The Secretary of State to the Ambassador in France (Wallace)

No. 408

Sir: The Department acknowledges the receipt of your cable No. 88 of January 10, 1920,31 and your despatch No. 729 of January 15, 1920, in which the refusal of the French Government to give assurances to this Government that American citizens of French origin who have complied with the military service regulations of this Government during the war, will not be molested as military delinquents upon entering French jurisdiction for temporary sojourn, is set forth. You state in the cable that there are several cases, before the Embassy, of persons who would come within the class covered by the requested assurances, and ask instructions as to the line of action to be pursued in regard to them.

In reply the Department instructs you that insofar as any of the cases before the Embassy come within the assurances referred to in the Department’s note of August 3, 1918,32 to the French Ambassador [Page 941] at Washington, a copy of which was enclosed in the Department’s instruction No. 283 of November 22, 1919, to urge the treatment of such cases in accordance with the assurances given and to reserve the right of this Government to make further representations at a later date should it be deemed desirable. Insofar as any of the cases before the Embassy do not come within the assurances referred to, you are instructed to use your good offices in an endeavor to render the persons such assistance as may be possible and to take no action which would prejudice the right of this Government to make representations later should it desire to do so.

The Department desires to be furnished with a statement of the facts in any cases now pending with the Embassy in order that it may give the matter further consideration; also that you obtain from the French Government, and transmit to the Department at your earliest convenience, a copy of the notice stated in Mr. Herbette’s note of January 5, 1920, to have been given by a representative of the French Government at Washington in June 1917, in regard to the allowance that would be made in France, to persons who were regarded as French citizens, under the French law, but who had served in the military forces of the United States.

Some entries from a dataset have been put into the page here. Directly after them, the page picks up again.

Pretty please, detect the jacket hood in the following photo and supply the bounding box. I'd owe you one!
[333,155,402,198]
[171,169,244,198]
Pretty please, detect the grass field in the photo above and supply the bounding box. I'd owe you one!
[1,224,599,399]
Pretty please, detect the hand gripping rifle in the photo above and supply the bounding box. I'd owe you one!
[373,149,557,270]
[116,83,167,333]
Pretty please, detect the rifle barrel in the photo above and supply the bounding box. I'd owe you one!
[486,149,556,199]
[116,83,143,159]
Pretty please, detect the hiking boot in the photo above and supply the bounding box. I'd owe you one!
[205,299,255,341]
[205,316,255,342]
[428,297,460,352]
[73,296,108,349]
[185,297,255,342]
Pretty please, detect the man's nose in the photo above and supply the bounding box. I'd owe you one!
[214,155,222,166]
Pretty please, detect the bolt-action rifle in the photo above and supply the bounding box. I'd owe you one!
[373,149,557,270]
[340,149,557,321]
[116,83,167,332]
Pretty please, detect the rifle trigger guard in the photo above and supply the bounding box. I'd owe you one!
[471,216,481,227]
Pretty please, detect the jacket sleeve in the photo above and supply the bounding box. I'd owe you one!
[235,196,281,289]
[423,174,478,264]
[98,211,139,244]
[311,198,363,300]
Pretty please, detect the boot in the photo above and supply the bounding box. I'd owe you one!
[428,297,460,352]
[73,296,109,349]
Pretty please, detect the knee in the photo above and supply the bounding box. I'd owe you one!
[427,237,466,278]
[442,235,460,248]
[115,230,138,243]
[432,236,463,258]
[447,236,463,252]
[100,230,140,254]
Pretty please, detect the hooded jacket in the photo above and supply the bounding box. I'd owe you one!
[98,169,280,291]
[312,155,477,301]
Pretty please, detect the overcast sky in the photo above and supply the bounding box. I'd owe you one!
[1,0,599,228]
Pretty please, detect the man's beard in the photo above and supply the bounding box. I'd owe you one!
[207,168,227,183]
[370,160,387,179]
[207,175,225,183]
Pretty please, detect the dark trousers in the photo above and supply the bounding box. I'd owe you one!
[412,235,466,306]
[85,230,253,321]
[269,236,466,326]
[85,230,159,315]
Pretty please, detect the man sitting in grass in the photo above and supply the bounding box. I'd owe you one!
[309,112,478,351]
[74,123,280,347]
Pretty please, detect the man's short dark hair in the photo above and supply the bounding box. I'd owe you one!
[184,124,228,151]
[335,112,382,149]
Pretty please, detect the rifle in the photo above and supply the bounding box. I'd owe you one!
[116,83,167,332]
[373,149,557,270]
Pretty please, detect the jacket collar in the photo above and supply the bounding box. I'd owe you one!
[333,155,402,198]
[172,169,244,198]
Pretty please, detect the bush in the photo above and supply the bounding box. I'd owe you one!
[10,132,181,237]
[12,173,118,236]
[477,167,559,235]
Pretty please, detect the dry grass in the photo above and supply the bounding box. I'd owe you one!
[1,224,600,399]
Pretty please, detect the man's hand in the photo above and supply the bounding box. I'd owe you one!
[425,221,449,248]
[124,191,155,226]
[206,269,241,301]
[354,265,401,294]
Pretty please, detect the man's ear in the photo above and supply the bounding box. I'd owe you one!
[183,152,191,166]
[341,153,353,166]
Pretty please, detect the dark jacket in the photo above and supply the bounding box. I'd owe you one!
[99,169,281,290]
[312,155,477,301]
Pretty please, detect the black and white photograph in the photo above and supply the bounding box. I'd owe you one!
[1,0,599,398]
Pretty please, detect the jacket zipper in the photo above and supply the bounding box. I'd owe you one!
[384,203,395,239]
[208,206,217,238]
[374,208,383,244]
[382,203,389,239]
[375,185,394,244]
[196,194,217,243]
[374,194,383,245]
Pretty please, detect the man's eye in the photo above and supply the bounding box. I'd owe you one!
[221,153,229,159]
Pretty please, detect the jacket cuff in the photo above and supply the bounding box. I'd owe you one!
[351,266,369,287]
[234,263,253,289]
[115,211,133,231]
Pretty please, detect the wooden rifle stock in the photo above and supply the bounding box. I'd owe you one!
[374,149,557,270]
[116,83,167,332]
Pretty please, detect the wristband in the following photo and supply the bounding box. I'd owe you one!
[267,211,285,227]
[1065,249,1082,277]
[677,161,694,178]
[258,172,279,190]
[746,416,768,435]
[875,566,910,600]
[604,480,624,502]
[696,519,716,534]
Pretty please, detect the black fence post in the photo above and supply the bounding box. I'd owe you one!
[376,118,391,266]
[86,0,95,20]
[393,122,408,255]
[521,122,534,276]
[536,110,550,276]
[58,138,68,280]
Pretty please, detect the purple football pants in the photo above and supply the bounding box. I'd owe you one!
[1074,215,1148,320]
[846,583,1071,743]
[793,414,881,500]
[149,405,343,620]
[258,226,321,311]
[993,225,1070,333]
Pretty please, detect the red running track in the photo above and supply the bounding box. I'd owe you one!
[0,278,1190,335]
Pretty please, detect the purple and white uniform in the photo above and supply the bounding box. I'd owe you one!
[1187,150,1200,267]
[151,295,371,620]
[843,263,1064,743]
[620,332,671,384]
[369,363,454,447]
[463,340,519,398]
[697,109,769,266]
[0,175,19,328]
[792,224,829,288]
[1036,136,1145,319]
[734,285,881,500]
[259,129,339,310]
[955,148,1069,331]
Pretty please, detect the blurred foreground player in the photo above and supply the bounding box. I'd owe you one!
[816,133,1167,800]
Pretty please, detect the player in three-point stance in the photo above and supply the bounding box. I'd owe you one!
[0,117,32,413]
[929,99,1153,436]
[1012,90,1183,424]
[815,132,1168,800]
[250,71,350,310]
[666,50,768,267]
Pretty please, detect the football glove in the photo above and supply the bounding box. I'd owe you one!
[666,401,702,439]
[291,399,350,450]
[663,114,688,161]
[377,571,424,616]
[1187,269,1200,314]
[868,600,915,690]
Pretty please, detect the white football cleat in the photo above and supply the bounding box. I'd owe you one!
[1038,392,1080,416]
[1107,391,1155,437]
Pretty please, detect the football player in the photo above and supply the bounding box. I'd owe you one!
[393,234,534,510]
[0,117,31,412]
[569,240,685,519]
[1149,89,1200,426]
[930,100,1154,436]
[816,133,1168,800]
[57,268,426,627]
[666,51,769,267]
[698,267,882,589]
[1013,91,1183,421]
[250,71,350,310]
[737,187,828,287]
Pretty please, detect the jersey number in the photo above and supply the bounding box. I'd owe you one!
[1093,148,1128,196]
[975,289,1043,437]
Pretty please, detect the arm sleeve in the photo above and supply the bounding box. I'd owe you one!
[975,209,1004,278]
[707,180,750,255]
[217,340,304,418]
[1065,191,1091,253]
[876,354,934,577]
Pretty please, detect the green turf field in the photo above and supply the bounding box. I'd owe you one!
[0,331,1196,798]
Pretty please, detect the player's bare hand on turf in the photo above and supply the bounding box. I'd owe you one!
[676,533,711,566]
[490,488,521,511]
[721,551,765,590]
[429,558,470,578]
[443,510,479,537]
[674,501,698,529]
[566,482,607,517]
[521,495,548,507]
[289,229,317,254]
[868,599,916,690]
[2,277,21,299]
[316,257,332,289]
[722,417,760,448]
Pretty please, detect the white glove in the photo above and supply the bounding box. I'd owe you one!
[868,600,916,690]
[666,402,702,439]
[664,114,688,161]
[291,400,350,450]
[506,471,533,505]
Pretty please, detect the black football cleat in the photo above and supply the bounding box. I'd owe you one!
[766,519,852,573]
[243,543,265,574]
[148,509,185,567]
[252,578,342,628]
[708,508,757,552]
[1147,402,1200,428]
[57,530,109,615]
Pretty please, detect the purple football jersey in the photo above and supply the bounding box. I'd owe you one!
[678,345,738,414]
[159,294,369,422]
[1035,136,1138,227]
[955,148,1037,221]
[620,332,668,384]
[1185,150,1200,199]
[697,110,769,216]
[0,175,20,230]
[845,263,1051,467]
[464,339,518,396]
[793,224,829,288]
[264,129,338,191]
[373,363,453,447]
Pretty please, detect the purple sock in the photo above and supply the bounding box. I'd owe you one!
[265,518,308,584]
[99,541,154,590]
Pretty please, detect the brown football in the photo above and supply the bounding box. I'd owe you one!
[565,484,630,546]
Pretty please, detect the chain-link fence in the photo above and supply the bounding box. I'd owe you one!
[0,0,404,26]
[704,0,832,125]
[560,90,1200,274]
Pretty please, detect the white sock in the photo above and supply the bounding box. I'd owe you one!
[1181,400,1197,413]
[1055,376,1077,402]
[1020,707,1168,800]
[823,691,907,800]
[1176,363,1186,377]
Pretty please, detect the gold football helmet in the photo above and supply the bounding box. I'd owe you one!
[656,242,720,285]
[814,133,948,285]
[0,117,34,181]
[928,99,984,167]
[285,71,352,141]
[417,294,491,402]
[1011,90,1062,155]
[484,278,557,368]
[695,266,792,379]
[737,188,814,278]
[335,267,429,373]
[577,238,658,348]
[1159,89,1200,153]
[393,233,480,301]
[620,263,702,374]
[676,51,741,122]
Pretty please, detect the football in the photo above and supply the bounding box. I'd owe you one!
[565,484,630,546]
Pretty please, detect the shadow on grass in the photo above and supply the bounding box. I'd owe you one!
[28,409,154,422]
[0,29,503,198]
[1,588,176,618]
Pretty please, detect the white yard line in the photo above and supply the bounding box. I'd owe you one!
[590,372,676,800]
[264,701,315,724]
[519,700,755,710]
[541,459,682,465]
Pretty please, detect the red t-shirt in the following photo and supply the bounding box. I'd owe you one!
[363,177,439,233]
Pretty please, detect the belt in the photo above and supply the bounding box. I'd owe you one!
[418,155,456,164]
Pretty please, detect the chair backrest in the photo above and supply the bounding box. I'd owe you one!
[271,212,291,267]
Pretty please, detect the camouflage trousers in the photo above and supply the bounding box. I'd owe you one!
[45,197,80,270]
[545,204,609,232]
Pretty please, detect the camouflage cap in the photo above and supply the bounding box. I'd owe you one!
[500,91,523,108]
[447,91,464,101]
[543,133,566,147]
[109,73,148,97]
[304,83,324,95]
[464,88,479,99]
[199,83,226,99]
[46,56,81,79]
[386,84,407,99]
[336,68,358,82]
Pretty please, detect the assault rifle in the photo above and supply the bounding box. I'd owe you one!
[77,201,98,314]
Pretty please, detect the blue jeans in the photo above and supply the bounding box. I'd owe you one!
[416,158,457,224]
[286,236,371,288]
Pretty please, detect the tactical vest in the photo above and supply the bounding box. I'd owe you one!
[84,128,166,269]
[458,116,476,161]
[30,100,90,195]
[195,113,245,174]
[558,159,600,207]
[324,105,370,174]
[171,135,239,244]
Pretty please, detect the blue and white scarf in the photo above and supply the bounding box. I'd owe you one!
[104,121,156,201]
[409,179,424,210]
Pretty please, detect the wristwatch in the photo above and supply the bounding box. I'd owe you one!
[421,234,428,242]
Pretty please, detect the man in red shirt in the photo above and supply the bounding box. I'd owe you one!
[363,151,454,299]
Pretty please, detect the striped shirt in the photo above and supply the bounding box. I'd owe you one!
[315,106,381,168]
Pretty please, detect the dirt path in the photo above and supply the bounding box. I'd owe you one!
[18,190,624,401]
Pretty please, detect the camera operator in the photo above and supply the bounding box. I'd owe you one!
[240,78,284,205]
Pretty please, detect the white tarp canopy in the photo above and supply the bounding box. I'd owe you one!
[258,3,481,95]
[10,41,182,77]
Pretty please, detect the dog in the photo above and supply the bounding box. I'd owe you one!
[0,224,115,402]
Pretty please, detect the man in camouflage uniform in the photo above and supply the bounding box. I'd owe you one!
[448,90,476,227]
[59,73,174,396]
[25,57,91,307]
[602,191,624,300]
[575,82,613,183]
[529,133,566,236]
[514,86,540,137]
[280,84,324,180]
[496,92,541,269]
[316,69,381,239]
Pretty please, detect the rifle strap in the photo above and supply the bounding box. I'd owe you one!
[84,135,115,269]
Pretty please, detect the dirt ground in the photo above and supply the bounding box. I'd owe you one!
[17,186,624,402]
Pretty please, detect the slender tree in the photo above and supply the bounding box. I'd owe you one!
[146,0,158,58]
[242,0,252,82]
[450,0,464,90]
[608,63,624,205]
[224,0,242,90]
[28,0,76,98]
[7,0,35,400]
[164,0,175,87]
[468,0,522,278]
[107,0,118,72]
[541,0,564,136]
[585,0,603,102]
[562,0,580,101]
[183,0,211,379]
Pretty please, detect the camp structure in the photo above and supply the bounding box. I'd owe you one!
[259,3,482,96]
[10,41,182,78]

You will also kindly endeavor to ascertain, and report at your earliest convenience, the details of the agreement between the French and Italian Governments, which Mr. Herbette refers to, under which an allowance is said to be made under the French military establishment, for service performed by French citizens in Italy. The terms of the agreement, if any, insofar as they relate to persons who complied with the military service regulations of Italy but who were not accepted for service in the Italian Army, are particularly desired, as well as the provisions of the agreement, if any, as relate to persons who served in the Italian military establishment but who did not see active service with combat troops.